Editors Picks

Rabu, 15 Juni 2016

Turunnya Investasi Infrastruktur Picu Perlambatan Pertumbuhan Kota di Indonesia



Salah satu masalah dan tantangan terkait pertumbuhan perkotaan di Indonesia adalah menurunnya jumlah investasi infrastruktur yang dihabiskan untuk membangun kota.
Total investasi infrastruktur di Indonesia terus menurun tiap tahunnya, dari rata-rata 7 persen pada pertengahan 1990-an menjadi 3 atau 4 persen dari produk domestik bruto (PDB) dalam beberapa tahun ini.

Angka tersebut lebih rendah dibanding Vietnam dan Thailand yang menghabiskan investasi infrastruktur perkotaannya lebih dari 7 persen dari PDB.

China bahkan lebih tinggi lagi, yakni dengan rata-rata 10 persen dari PDB selama lebih dari satu dekade lalu.

Bank Dunia menyebutkan bahwa belanja infrastruktur dari sektor swasta dan pemerintah perlu ditingkatkan untuk mencapai setara enam persen PDB guna mendukung pertumbuhan ekonomi dan produktivitas serta perkembangan regional.

Sebaliknya dengan rasio investasi transaksi infrastruktur Indonesia yang meningkat
pesat dalam investasi oleh pemerintah daerah.

Pemerintah daerah kini menjadi sumber terbesar belanja infrastruktur di Indonesia. Hingga saat ini, nilai total belanja modal provinsi, distrik, dan kota-kota mendekati 1,5 sampai 2 persen dari PDB.

Pengeluaran pemerintah tersebut bersama dengan agensi mereka merepresentasikan setengah dari total nilai belanja modal keseluruhan di Indonesia.

Belanja modal pemerintah daerah sendiri sangat terbatas dan belanja per kapitanya cenderung terus menurun karena beberapa daerah mulai berubah menjadi perkotaan.

Transfer antarpemerintah mendanai sebagian besar belanja pemerintah daerah tersebut.

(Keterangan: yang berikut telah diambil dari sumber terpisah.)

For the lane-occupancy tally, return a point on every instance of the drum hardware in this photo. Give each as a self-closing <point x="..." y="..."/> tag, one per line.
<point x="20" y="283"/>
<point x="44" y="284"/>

Selama 2015 silam, dua pertiga dari total pendapatan pemerintah daerah berasal dari transfer-transfer itu dan pendapatan yang berasal dari sumber lokal menyumbang sekitar 24 persen-nya.

Transfer dana ke pemerintah daerah bahkan jumlahnya terus bertambah semenjak desentralisasi dimulai pada 2001.

Meskipun Indonesia membuat beberapa kemajuan di kebanyakan area pelayanan publik tetapi banyak provinsi dan distrik yang justru hanya mengalami sedikit peningkatan atau bahkan justru kerusakan.

Sebagai contoh, kondisi jalan terus memburuk sejak 2001 dengan 40 persen jalan daerah kini ada dalam kondisi rusak. Padahal pada awal-awal tahun desentralisasi jumlahnya masih 35 persen.

Akses ke pelayanan air bersih juga menurun sejak desentralisasi dan hanya 48 persen rumah tangga kini yang memiliki akses air bersih. Angka itu lebih sedikit bila dibandingkan ketika satu dekade lalu yang mencapai 50 persen.